A recent article by Phileas Jusu, director of communications for the Sierra Leone Conference of the United Methodist Church, highlighted conversations held recently in Sierra Leone between an Operation Classroom fact-finding team and various Sierra Leone United Methodists around the concept of developing an “Enterprise Academy” at Taiama in up-country Sierra Leone, near Njala University.
There’s no need to repeat what Phileas reported on – he did a great job of covering the conversations.
But the question can be legitimately asked “Why is Operation Classroom striking out in a new direction? Why not just do what you’ve always done?”
- Part of the answer is that we’ve been challenged by our Sierra Leone partners to think differently and come up with ways to solve the problems of poverty in the developing world differently.
- And, a number of recent critiques of the way we do Christian mission (“When Helping Hurts,” “Toxic Charity,” “Dead Aid” and others) have caused us to take a hard look at the way we’ve engaged in mission. (Note: These are all positive critiques focused on helping us understand how to be engaged in more effective ways.) There was nothing wrong with what Operation Classroom has been engaged doing and lots of good things have come from that work.

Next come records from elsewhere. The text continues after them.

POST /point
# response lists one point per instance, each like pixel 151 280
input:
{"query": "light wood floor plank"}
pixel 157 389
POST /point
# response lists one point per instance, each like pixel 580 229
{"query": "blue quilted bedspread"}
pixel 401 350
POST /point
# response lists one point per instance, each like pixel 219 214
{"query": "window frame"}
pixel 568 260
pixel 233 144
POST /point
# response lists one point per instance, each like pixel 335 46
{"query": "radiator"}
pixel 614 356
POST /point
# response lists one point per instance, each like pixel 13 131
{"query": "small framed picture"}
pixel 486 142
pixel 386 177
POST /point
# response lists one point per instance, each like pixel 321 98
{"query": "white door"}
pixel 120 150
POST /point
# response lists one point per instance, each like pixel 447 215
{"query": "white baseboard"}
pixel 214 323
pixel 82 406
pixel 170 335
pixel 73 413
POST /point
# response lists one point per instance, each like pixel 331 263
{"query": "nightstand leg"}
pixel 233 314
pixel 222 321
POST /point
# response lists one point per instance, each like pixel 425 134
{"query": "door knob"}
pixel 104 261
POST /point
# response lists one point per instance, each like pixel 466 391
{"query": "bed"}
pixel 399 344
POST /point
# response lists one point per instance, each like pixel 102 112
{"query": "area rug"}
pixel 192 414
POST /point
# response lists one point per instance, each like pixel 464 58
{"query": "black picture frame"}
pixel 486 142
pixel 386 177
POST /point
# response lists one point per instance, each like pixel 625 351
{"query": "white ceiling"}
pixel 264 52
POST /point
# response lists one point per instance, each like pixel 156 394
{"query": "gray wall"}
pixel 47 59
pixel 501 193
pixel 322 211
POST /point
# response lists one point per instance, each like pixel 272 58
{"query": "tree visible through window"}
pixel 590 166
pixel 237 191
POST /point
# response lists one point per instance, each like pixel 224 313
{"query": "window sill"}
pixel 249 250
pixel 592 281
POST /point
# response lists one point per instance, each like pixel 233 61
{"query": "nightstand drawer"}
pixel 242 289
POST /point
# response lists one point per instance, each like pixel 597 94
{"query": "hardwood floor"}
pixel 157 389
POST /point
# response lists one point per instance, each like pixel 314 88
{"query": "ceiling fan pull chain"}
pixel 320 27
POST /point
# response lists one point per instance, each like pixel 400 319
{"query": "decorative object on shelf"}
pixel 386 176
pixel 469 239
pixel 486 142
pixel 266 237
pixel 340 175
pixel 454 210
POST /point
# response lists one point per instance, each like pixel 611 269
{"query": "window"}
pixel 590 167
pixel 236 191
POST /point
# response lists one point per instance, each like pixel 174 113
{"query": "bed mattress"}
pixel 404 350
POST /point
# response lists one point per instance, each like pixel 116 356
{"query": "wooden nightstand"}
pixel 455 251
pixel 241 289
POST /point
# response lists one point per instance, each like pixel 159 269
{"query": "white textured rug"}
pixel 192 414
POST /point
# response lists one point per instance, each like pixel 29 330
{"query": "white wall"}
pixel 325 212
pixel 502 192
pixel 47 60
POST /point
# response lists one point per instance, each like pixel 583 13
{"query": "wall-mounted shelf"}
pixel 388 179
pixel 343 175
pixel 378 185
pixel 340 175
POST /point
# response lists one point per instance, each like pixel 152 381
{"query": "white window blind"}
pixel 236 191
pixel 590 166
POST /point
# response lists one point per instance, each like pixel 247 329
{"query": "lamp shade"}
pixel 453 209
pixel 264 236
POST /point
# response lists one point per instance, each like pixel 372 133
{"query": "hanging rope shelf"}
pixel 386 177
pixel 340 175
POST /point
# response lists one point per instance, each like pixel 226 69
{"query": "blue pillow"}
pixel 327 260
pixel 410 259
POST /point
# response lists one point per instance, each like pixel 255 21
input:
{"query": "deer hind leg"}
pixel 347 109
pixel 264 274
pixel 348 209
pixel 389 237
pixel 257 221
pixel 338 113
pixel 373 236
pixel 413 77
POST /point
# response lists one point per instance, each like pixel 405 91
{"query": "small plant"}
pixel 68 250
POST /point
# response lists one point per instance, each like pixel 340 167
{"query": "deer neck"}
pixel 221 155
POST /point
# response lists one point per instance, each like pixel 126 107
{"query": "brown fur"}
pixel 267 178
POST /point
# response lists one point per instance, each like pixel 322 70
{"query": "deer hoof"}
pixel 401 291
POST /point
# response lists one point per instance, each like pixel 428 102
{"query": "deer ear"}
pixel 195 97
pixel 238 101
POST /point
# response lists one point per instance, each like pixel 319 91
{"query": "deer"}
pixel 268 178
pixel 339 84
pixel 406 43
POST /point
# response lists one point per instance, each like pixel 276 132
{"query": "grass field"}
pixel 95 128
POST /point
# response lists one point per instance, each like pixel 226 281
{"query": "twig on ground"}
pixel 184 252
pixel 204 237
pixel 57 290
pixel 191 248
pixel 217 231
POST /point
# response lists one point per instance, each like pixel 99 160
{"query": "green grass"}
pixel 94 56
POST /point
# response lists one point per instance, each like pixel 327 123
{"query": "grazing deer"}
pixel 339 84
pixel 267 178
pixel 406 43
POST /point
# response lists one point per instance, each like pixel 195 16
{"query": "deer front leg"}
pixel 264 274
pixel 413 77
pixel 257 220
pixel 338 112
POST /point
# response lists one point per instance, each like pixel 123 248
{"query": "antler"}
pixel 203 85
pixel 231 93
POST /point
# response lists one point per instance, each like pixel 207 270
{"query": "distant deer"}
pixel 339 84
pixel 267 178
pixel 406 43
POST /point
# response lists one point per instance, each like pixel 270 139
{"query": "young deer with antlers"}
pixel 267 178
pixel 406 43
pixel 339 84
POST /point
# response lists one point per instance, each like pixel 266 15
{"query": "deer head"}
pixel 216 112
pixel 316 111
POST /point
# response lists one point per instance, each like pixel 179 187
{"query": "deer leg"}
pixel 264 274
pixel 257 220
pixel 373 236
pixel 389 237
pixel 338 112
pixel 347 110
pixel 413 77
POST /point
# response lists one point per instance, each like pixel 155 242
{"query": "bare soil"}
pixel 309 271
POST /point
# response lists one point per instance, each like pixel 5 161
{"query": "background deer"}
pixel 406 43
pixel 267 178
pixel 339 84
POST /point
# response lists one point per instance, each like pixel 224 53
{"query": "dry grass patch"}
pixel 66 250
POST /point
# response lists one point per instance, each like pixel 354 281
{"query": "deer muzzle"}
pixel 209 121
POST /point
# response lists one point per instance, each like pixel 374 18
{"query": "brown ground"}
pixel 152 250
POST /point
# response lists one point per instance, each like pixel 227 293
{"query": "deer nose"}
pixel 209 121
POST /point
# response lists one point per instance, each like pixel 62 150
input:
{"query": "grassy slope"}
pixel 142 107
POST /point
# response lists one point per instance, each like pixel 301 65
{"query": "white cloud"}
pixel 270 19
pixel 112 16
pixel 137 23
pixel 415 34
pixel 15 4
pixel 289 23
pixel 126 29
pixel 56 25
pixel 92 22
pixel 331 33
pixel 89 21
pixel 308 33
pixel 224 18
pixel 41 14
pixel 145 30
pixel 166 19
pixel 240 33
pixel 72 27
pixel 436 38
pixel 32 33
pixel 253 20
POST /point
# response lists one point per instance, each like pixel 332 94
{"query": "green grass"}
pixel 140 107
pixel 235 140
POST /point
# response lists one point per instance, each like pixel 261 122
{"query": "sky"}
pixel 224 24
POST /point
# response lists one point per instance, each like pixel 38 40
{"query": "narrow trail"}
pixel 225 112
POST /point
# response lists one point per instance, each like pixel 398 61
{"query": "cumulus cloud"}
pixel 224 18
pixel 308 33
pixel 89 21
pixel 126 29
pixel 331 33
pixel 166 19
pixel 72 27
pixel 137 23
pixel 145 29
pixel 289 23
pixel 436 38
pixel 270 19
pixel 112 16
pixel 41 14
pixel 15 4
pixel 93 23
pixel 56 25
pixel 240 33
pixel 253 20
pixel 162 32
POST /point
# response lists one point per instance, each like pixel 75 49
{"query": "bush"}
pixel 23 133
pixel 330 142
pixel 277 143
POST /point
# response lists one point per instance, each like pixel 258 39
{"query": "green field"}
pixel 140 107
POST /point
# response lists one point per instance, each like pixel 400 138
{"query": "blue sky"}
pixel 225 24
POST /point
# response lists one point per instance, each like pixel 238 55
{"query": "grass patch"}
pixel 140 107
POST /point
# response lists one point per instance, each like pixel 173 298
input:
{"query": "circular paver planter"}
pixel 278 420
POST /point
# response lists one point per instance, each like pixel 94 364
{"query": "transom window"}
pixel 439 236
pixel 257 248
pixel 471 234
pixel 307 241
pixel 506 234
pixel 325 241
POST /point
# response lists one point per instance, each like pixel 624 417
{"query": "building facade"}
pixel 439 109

But if we wanted to be truly effective, we needed to take a hard look at what we were engaged in doing.
- Finally, every organization periodically must reinvent itself. The world changes. Situations change. Funding streams change. Markets change. People change. Churches change. And, as we’ve already indicated, our understanding of how to do “effective” mission has changed.
One thing that hasn’t changed is Operation Classroom’s mission. For nearly 30 years, Operation Classroom’s primary mission has been “To Partner with the United Methodist Church in Liberia and Sierra Leone to Improve Education.” And the need is just a great today as it was 30 years ago. But it had become clear that how we responded to that need had to change for two reasons:
- First, it wasn’t enough to just build schools, provide scholarships, and send supplies. Those were all good things, but they weren’t “game-changers.”
- Second, Operation Classroom needed to find a way to energize churches back here in the U.S. (primarily Indiana.) Like it or not, we have to understand that there is enormous competition for “giving” dollars today. Donors want to know what they are giving to, and they want to know that there is real and lasting impact from their donation.
Operation Classroom’s mission hadn’t changed – but we realized that we needed to be much more focused at where we were going and what we were trying to do. Thus, at the 2015 Operation Classroom Strategic Summit in early October, the Board of Directors adopted a vision statement to provide that focus: “To See Lives Changed, Vocations Inspired, Leadership Empowered, and Hope Realized – for the Advancement of God’s Kingdom in the World.”
Maybe the most important part of that vision is understanding that this needs to happen on both sides of the partnership. It’s not sufficient that it just happens in West Africa – it needs to happen in the U.S. as well.
- If we are truly engaged in doing God’s work through this ministry, then we need to see lives changed in both West Africa and in Indiana.
- If we are being faithful to God’s call on our lives, then vocations should be inspired not just on the African continent, but on the North American continent as well.
- If what is happening is by the Holy Spirit, then leadership needs be empowered in churches on both sides of the pond.
Thanks to our partners in Sierra Leone, and thanks to all kinds of folks here in the U.S., we think that what is being envisioned with the Enterprise Academy really does have the chance to “Change the face of a nation,” in the words of a Sierra Leonean attendee at the Taiama Enterprise Academy stakeholders meeting.) But it won’t be easy. It’s going to take the support of a lot of churches and individuals here in Indiana. And more than anything, it will take the dedication, passion, and expertise of our partners in Sierra Leone.
Bob Coolman is president and CEO of Operation Classroom.